Doch zehn Jahre später sollen viele trotzdem mehrere Tausend Euro zahlen. „Einige Anwälte haben es versäumt, in den Vergleichen mit den Sparkassen die Innenhaftung auszuschließen“, sagt Hindahl. Während sie von den privaten Krediten befreit sind, müssen sie als Exanteilseigner deshalb nun für Schulden einstehen, die auf Fondsebene gemacht wurden.

Die lückenhaften Vergleiche seien „ein klarer Fall von anwaltlicher Falschberatung“, sagt Hindahl, der mehrere Haftungsklagen vorbereitet. Auch in anderen Fällen wenden sich Anleger gegen ihre Anwälte. „Früher war das die Ausnahme, inzwischen kommt fast wöchentlich eine Anfrage.“

Tücken im Kleingedruckten einer Rechtsschutzversicherung

Fälle gibt es genug, immer wieder haben Kanzleien im Massengeschäft schwere Fehler gemacht. So hat der Bundesgerichtshof im vergangenen Jahr in mehreren Urteilen Anträge auf Schlichtungen für ungültig erklärt, die eine Kanzlei aus Süddeutschland für Dutzende Mandanten eingereicht hatte (III ZR 189/14, 191/14, 198/14 und 227/14).
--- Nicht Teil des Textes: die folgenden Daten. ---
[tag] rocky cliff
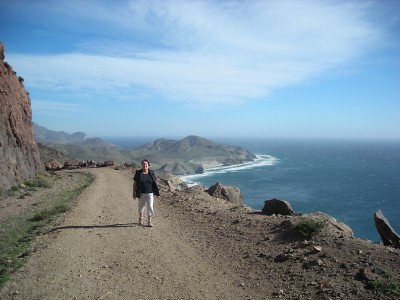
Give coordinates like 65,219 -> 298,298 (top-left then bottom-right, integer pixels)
0,43 -> 43,190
In dem Fall ging es um Anleger, die von Mitarbeitern des Finanzvertriebs AWD um die Jahrtausendwende in geschlossene Immobilienfonds gelockt wurden. Die brachten ihnen später Verluste ein. Kurz vor Ablauf der Verjährungsfrist Ende 2011 reichte die Kanzlei zahlreiche Güteanträge bei einer Schlichtungsstelle in Freiburg ein. Dies sollte vor allem die Verjährung hemmen: Anleger hätten also auch noch vor Gericht ziehen können, wenn die Schlichtung scheitert. Eine beliebte und oft sinnvolle Strategie, denn Schlichtungen sind günstiger als Prozesse.

Doch daraus wurde nichts. Die obersten Zivilrichter rügten, dass die Anträge schlampig formuliert waren – und stellten klar: Die Anträge müssten Informationen zum Investment, zur Anlagesumme und zum Beratungszeitraum enthalten und zumindest grob umreißen, wie die Beratung lief. Da diese Anforderungen nicht erfüllt seien, hätten die Anträge die Verjährung nicht gehemmt.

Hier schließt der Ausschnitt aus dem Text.